Ask any parenting parent and they'll tell you, there was life before kids and then there is life after kids. Somehow, someday fertilization happens and a zygote turns into a blastocyst turns into an embryo turns into a fetus turns into a baby turns into a real live person and there is work to do! Suddenly everything looks different. Not just about you, but to you.
One Tuesday it hits you that eating out is a Really Big Deal. As is sleeping in. Sleeping at all, for that matter! By Friday, you find the need to acquaint yourself with words like "developmentally appropriate" and "thimersol".
And by "you", I mean Me.
There isn't a single decision that I make that isn't cast into the mold of What is Best for My Children. Where before I was casually coasting along taking things as they come, I am now living an outcome-driven way of life.
If there were a physical measure, a scale to weigh how much everything I am putting into my children's lives and how much hey-maybe-I-should-save-some-for-me I'm putting into my own it would never fall heavy on my side. That's just a fact. I know I need to look after myself too, but honestly, who has the time?!
At least I've had enough sense knocked into me to know now that I have a right to my own happiness outside of that which makes my children happy. Until recently, I didn't know how deeply I had engrained in myself that putting my children waaaaaaaa...aaaaaaaa...aay ahead of me was the defining characteristic of A Good Mother.
And still, I have only realized my need to take care of me because it affects my ability to take care of them. (Can I get a witness?!)
I am fully aware (in fact I am working toward ensuring) that the minute, the second, the moment will come when they will have outgrown me - as they should; and that if I make my whole existence about them now it will mean that when The Time does come and they Go, I'll have nothing left of my self but shadows and an empty mirror.

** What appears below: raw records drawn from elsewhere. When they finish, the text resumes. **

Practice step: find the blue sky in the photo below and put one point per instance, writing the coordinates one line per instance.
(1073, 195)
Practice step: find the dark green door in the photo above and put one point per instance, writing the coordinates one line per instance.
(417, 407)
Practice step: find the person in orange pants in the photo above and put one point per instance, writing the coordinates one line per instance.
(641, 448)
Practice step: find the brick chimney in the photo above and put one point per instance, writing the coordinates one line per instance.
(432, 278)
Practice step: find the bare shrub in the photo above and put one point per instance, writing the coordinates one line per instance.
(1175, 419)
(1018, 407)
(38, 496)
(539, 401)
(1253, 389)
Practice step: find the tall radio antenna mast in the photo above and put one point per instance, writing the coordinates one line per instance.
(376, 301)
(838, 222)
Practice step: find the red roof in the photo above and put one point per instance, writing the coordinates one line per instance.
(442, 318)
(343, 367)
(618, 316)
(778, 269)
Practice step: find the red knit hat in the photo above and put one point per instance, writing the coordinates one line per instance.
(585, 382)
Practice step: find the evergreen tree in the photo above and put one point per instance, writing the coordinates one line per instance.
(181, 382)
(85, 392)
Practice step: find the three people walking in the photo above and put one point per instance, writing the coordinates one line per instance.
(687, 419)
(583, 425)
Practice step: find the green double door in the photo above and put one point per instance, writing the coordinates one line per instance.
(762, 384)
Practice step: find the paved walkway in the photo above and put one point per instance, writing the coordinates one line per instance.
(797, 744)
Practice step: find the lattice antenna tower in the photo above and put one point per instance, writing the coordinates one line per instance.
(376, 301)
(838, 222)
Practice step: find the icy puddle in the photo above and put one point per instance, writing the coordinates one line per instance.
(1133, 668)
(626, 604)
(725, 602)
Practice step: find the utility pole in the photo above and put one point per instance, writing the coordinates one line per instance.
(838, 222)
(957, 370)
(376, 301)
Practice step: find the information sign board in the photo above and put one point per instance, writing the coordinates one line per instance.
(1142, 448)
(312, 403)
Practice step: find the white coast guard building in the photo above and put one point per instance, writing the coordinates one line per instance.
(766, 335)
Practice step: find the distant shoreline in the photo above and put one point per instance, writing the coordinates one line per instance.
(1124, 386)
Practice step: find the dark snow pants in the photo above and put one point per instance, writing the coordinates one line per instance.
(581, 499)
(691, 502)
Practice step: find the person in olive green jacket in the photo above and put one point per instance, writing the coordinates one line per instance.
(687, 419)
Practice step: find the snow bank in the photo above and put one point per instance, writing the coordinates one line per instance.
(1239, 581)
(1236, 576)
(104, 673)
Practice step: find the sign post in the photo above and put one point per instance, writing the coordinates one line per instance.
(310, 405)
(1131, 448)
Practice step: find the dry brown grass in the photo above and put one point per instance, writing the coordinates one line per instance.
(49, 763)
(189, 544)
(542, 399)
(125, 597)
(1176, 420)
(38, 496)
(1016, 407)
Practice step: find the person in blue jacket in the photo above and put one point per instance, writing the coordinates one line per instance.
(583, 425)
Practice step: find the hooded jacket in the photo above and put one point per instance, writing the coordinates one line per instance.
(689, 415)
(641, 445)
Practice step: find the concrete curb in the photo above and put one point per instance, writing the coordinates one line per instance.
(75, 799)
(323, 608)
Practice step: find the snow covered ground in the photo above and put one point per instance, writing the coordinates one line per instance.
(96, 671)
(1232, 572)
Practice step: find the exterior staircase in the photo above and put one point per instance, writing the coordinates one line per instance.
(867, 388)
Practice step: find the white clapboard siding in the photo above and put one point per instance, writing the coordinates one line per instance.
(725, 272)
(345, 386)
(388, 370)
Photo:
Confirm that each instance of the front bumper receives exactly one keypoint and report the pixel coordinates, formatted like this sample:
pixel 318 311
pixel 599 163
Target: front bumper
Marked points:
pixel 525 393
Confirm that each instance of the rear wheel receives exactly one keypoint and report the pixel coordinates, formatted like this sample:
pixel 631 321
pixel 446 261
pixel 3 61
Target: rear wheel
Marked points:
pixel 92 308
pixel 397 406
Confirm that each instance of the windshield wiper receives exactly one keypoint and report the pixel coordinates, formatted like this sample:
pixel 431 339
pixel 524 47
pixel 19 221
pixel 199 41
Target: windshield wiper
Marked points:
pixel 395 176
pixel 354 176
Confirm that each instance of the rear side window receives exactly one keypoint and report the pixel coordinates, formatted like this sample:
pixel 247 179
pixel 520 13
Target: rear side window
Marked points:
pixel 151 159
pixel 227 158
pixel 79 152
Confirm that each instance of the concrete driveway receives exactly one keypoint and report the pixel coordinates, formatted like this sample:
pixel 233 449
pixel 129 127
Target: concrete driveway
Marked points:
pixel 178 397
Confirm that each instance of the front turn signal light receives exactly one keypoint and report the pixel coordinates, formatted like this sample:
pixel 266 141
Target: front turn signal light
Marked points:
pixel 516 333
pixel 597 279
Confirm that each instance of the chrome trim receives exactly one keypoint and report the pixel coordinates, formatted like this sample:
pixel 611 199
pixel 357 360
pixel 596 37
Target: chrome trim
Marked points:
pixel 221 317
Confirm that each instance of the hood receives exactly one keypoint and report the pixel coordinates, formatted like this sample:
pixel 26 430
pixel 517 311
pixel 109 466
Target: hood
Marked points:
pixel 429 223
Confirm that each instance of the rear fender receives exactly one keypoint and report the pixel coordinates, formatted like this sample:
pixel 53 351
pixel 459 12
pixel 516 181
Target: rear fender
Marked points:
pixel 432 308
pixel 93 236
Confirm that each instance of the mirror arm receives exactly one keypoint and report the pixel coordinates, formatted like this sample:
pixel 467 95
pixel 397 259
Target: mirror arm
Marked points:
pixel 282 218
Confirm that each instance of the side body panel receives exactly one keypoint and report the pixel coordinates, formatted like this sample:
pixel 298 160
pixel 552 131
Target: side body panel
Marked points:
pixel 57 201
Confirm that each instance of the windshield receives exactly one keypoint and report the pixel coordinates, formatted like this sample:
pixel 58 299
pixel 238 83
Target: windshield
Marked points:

I sway with the pendulum and the tides reaching desperately to find
Perhaps my life after (having) children will continue this way until I find myself with a newly defined life after (raising) children. Hopefully when I am there and looking back with through the irony we call 20/20 hindsight I will know at last that in the very act of aiming for it, I was always somewhere in the middle because it is wider than I thought.
Whatever happens to me, I am placing all my bets that it will have a lot to do with what happens to them. (And not the other way around.)